Review Scoring Details for Assassin's Creed II
Just like the first Assassin's Creed but several times more exciting, more engrossing, and free of all the time-wasting nonsense. In this game, when you're wasting time you won't even realize it.
A beautiful game... Two years ago. Today, Assassin's Creed – I mean Assassin's Creed II (boy, it's hard to tell them apart!) – is attractive. But attractive really doesn't cut it, especially when you factor in the glitches and unnecessary graphical flaws.
Great music that isn't used nearly enough. The sound effects are stellar, and the voice acting is mostly good. But be prepared for a few disasters: not every actor in this game is worthy of being called an actor.

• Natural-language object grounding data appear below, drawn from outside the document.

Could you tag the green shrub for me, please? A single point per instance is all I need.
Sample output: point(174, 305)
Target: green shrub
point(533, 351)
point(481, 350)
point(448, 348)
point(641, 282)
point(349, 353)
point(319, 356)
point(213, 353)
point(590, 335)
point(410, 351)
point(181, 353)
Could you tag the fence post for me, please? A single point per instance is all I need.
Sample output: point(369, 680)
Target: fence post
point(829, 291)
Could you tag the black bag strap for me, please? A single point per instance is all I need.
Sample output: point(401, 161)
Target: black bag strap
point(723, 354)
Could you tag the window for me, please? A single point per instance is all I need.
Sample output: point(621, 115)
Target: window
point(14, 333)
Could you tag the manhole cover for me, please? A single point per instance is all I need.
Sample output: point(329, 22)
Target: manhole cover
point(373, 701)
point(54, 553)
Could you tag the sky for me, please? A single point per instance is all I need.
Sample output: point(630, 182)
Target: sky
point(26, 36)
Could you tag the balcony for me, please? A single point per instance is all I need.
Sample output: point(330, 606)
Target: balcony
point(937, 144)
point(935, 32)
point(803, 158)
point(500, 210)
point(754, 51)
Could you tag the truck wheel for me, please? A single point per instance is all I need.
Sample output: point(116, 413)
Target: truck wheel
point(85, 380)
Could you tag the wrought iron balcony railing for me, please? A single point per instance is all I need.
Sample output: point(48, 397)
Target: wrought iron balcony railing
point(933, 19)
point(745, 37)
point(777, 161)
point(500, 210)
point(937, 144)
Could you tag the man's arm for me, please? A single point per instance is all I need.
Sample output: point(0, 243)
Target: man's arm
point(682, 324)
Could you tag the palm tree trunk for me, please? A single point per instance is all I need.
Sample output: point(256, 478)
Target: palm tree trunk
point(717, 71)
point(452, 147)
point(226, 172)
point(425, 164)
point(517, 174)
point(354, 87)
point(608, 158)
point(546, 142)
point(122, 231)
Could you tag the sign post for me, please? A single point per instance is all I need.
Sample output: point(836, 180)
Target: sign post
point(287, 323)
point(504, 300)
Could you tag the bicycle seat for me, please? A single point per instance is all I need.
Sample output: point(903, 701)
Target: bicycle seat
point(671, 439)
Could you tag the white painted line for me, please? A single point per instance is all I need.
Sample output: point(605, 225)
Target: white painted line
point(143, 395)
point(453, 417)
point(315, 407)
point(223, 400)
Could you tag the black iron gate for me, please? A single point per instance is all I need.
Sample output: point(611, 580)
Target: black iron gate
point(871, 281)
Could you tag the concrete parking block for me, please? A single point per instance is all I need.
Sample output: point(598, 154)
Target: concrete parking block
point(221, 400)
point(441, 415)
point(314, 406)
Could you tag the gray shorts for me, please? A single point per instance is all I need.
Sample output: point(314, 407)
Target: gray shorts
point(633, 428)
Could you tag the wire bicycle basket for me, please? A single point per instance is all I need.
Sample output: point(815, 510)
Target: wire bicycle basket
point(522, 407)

Assassin's Creed II isn't really an "easy" game, but it's not a hard one either. It was definitely made for the mainstream, slightly skilled gamer, allowing just about anyone who played the original – or any other recent action game – to survive on the basics alone.
It's not stealth-action redefined, but it is stealth-action that has been taken much further than the original Assassin's Creed.
Assassin's Creed II is more than a great sequel because it does things the first game couldn't even hope to accomplish. There are tons of surprises in store, so if you enjoyed the original – or even if you only kind of liked it – this is one of those sequels that absolutely must be played.